Raimi focuses more on character motivation than spectacular action in this first installment of what will be an enormous franchise, and that was a smart move. I'm sure the studio balked at the dialogue to action ratio, but cluttering the film with fast-paced fight sequences would have made the film too easy to forget. Instead, Raimi builds up to the few action scenes with grace, making each one feel special. When you leave the theater you will remember each fight sequence individually. However, the CGI effects are a noticeable disappointment, as always. CGI is just a bad idea. The human brain just innately knows when something is false, and CGI effects raise the red flag every time. Again, though, Raimi utilizes such effects sparingly. And he almost makes it look graceful. The scenes where Spider-Man swings from building to building have a sort of lissome artistry to them that negate some of the fakeness.
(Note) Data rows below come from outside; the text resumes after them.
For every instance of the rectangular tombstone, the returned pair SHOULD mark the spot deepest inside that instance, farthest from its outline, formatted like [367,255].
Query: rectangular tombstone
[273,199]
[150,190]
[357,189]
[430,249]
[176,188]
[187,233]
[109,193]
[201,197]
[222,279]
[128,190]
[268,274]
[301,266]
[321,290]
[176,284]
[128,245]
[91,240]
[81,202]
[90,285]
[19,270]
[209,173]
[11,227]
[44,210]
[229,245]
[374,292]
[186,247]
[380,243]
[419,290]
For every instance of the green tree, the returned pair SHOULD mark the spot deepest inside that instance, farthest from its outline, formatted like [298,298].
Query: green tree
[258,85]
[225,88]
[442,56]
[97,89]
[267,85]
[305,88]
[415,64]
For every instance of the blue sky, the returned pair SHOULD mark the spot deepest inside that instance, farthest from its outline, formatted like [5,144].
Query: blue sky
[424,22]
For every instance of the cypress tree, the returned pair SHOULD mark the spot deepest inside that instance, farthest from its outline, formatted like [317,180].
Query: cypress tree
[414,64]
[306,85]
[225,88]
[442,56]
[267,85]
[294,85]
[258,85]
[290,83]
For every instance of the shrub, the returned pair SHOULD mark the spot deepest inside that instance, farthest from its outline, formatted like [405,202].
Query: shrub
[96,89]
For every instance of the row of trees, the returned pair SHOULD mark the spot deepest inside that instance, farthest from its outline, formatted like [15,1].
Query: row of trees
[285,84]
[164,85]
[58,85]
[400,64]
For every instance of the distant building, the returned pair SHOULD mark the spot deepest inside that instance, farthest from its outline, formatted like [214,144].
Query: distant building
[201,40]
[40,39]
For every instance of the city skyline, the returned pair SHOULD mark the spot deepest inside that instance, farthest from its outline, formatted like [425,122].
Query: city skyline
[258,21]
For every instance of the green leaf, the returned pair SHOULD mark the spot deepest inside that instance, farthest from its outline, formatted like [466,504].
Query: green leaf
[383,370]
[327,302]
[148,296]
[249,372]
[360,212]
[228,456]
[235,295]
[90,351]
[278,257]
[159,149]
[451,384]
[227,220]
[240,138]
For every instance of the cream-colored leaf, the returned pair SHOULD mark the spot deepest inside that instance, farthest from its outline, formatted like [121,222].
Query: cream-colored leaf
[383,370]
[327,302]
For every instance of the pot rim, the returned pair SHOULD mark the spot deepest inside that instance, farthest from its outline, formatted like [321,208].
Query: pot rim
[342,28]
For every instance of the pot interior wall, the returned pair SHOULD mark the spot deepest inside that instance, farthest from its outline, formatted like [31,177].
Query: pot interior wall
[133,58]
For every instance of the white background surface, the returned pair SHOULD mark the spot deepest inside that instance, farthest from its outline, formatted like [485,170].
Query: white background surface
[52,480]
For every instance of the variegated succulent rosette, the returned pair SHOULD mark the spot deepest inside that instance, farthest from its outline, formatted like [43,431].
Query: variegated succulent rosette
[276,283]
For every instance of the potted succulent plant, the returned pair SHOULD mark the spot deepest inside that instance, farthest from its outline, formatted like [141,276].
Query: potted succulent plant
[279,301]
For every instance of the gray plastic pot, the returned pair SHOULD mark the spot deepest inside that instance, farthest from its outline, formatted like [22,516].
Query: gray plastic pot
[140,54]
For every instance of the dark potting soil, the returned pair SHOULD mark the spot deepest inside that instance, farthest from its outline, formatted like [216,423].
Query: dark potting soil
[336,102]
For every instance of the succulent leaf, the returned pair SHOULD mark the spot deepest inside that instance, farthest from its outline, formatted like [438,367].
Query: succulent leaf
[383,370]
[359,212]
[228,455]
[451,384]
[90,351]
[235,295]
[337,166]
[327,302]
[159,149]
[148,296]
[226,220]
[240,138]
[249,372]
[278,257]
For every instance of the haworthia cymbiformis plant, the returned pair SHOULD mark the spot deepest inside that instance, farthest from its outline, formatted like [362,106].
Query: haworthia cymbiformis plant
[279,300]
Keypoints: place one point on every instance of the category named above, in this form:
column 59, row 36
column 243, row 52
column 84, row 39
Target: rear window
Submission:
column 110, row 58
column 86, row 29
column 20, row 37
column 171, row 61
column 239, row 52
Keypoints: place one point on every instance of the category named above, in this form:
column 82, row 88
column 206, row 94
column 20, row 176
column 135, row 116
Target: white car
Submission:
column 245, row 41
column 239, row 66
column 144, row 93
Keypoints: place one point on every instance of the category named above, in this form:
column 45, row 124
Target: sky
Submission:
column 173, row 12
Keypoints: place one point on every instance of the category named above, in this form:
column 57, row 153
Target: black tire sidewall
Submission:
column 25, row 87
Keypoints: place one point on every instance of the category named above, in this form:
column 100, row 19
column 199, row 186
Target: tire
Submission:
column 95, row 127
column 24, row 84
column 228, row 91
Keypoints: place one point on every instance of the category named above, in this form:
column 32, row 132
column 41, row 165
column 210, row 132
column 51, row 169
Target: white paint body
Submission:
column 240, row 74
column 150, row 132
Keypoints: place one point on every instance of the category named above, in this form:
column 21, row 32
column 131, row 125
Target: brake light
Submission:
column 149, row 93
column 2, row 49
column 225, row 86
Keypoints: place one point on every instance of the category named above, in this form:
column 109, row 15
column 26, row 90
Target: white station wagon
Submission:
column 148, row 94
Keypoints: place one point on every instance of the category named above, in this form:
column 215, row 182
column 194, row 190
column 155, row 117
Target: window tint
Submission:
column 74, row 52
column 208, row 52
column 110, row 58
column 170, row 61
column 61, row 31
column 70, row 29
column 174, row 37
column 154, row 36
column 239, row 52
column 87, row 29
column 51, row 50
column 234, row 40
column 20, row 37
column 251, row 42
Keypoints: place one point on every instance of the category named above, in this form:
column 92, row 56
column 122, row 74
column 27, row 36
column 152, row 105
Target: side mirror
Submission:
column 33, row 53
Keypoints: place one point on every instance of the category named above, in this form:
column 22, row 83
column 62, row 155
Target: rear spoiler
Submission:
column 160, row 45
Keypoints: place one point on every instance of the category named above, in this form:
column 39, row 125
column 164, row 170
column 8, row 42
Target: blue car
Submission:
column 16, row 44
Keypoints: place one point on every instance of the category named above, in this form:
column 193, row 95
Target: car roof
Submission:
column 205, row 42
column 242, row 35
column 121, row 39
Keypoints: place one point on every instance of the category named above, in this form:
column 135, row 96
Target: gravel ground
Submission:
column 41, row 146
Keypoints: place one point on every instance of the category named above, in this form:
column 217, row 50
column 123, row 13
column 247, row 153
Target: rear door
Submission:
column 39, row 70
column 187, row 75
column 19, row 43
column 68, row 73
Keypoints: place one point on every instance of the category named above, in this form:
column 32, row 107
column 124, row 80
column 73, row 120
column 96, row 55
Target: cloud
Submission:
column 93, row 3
Spider-Man is an unbelievably entertaining film. It's laugh-out-loud funny, and it's an effective coming-of-age story with the added bonus of action, to which Sam Raimi adds his patented gore-tinged touch. Peter Parker is the most down-to-earth of all the superhero alter egos. He comes from trash and struggles with his new found powers just as any geeky teenager would. (Koepp also does a great job in the script relating Peter's adjustment to his superpowers to that of a teen's struggle with puberty. Peter's testing of his organic web shooter is an hilarious play on a typical teenager's after-school masturbatory hijinks). Raimi's respect for the story's origin comes across in his faithful depiction of Peter's metamorphosis. True fans will be pleased. Only the freakish fringe purists that hang out in alt.spiderman.dork chat rooms will complain. And not that the box office take automatically foreordains a quality film, but it seems that Spider-Man has cast a wide enough web to prove its worth to the loyalists and curiosity-seekers alike.